Dear Bucknell University: Now what?

Erin Hausmann, Staff Writer

Reconciliation and diversity were the focusing themes of Drake University Professor of Religion Jennifer Harvey’s discussion titled “Dear White Christians: For Those Still Longing for Racial Reconciliation.” Harvey led presentations at both noon and 7 p.m. on March 2, with culminating discussion and conversation for both. The event was part of the Multicultural Student Service’s UnHerd series and was co-sponsored by the Campus Ministry.

Harvey’s talk addressed the ways racism is encountered and framed in today’s society, especially given the 2014 race-related riots in Ferguson, Miss. and the contentious political atmosphere brought about by the 2016 presidential election. Harvey noted that her aims were not to land on partisan grounds; instead, she sought to see “how the election signified voters who are willing, regardless of politics, to vote for someone who spoke in violent and vitriolic language,” Harvey said.

Harvey began with two quotes by Rosa Park that reflected Park’s belief in the right to self-defense and her involvement in the Detroit race riots, parts of her history as a civil rights warrior that are largely ignored compared to her engagement in civil disobedience on the bus in Montgomery, Ala.

The discussion of these quotes led to Harvey’s main challenge for the audience: in the face of the progress civil rights activists made in the 1960s and 1970s, and in light of events in the past two years in our country especially, now what?

Harvey identified reconciliation and diversity as the two paradigms that have framed our discussion of race in America. She highlighted how these paradigms shape not only what we see, but also what we don’t see, and the impact they have on our priorities.

“Both reconciliation and diversity rest on the assumption that all of our differences can be shared.

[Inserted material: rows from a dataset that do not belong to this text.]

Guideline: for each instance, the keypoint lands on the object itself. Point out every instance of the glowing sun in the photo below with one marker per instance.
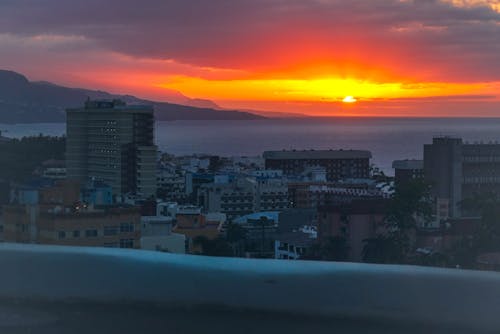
(349, 99)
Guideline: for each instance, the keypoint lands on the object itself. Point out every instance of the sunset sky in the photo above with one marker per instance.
(391, 57)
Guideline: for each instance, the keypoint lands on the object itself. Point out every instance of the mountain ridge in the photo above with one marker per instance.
(24, 101)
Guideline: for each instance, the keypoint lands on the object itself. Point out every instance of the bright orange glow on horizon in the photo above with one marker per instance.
(349, 99)
(320, 89)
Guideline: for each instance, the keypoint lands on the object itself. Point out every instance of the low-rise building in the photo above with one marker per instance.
(338, 164)
(156, 234)
(244, 196)
(356, 221)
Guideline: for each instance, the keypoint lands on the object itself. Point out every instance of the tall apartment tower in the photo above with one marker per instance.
(112, 142)
(443, 171)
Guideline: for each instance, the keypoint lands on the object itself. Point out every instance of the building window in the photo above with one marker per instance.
(126, 227)
(126, 243)
(111, 230)
(91, 233)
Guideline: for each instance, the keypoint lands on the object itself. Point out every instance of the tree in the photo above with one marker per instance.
(410, 204)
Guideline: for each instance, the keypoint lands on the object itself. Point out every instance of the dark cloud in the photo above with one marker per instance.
(429, 38)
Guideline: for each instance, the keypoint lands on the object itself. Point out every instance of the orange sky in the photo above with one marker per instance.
(394, 57)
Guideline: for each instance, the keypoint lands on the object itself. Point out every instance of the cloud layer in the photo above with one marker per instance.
(378, 40)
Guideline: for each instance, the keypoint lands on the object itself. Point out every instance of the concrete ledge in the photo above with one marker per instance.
(399, 294)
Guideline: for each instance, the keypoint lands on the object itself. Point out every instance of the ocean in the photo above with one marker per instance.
(387, 138)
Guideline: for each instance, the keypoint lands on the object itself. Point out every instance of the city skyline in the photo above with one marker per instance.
(321, 58)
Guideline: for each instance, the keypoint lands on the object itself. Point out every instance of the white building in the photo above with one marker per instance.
(156, 234)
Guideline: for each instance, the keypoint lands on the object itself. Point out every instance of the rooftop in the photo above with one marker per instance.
(112, 105)
(318, 154)
(408, 164)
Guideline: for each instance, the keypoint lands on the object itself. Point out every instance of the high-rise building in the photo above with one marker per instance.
(457, 171)
(112, 142)
(339, 164)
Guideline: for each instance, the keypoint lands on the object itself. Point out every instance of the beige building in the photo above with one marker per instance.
(117, 227)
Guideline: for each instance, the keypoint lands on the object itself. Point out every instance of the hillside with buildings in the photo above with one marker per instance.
(106, 184)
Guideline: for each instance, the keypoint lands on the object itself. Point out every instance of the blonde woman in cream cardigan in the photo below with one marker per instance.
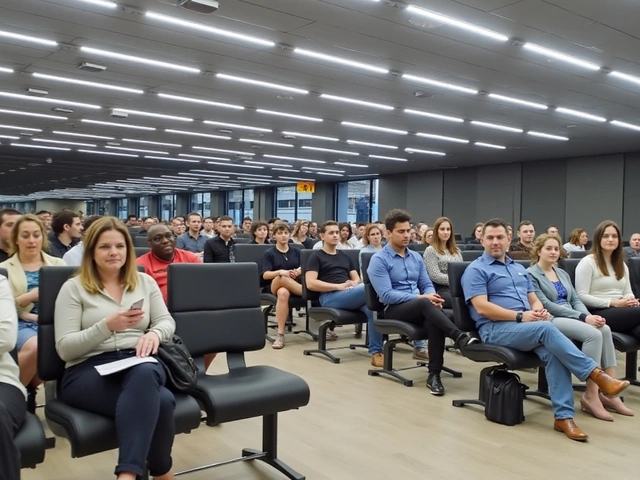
(28, 243)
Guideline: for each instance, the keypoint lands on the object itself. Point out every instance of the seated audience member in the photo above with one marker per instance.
(400, 278)
(193, 240)
(334, 275)
(632, 251)
(299, 235)
(555, 291)
(507, 312)
(221, 249)
(603, 284)
(476, 235)
(280, 275)
(73, 257)
(526, 235)
(28, 241)
(66, 230)
(443, 249)
(8, 217)
(13, 407)
(95, 325)
(577, 240)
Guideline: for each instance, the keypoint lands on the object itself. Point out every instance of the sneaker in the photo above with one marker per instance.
(420, 353)
(435, 384)
(278, 343)
(377, 360)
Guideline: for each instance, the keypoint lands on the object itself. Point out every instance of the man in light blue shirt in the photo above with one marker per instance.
(400, 278)
(507, 312)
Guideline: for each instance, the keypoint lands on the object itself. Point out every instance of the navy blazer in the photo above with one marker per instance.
(548, 295)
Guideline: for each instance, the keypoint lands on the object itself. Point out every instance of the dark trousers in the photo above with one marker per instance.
(13, 408)
(621, 320)
(137, 400)
(422, 312)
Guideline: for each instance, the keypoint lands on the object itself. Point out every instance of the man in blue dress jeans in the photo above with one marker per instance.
(507, 312)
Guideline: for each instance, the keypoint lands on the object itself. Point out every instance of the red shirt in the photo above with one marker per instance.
(157, 268)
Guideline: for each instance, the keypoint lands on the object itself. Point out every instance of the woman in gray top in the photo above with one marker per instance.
(571, 317)
(112, 312)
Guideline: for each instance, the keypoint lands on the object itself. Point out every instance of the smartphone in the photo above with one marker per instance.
(137, 305)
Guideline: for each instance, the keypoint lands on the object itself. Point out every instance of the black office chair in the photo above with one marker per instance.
(255, 254)
(387, 326)
(88, 433)
(624, 343)
(507, 358)
(231, 321)
(331, 317)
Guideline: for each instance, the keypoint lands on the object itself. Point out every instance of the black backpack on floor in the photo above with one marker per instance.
(504, 397)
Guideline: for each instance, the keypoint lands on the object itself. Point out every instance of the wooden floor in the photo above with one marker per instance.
(362, 427)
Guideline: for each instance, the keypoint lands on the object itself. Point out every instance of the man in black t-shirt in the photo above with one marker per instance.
(333, 274)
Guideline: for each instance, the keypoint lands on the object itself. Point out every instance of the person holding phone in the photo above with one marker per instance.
(109, 312)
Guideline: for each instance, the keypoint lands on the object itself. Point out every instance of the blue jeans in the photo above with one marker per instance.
(355, 299)
(560, 356)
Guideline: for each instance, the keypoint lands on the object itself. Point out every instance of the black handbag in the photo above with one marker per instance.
(504, 397)
(182, 372)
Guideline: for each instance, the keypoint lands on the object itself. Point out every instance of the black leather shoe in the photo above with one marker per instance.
(435, 384)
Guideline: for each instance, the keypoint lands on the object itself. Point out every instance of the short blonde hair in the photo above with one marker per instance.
(88, 272)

They have failed us [and] have specifically failed communities of colors in both the church and higher education,” Harvey said.

In her analysis of the role religion plays in racial reconciliation, Harvey spoke of Christians in America who worship in spaces that are just as racially distinct as they were before the civil rights movement. She discussed how mainline Christian Protestants have been committed to race reconciliation, but despite the fact that “both reconciliation and diversity have very legitimate and important historical and theological precedents,” both ideas rest on assumptions of shared differences and result in little progress.

“We don’t usually view the role religion plays in society, and I think that using religion as platform to spread and talk about society is good. It was helpful for me to see it through a Christian lens,” Jahi Omari ’17 said.

Harvey emphasized the opportunities for change that this critically important time in America has created. She noted the Black Lives Matter movement, protesters at Standing Rock Sioux Reservation, and the masses of people who mobilized for women’s marches in January as grounds for a “power people movement.”

Harvey offered a third paradigm as a means of true progression in America: reparations. Though she acknowledged that it is a difficult and uncertain topic to deal with, it is “unquestionably morally coherent and clear” that we as a nation and as a society owe marginalized groups and peoples who we have oppressed something.

“Reconciliation doesn’t ask much directly of one. It sort of asks you to feel, or to hope … but reparation asks something of people more directly, it asks for a commitment of resources … It’s not as comfortable,” Assistant Professor of Physics & Astronomy Ibrahim Sulai said.

Harvey invoked a third Rosa Parks quote to conclude her talk, one that considers possible roads to reparations and eventual concrete change.

“Even when we don’t know what that pathway looks like exactly, it’s time to make any move to show that we are dissatisfied,” Harvey said.

Many of those who attended the talk were intrigued by the concept of reparations, especially in terms of what reparation means for a college campus.

“Reparations are context specific, so I was thinking ‘what’s the history at Bucknell? What kind of things might need to be addressed?’ and that’s a matter of history. I don’t know it, but someone does or someone can find out,” Visiting Assistant Professor of Religious Studies Debra Erickson said.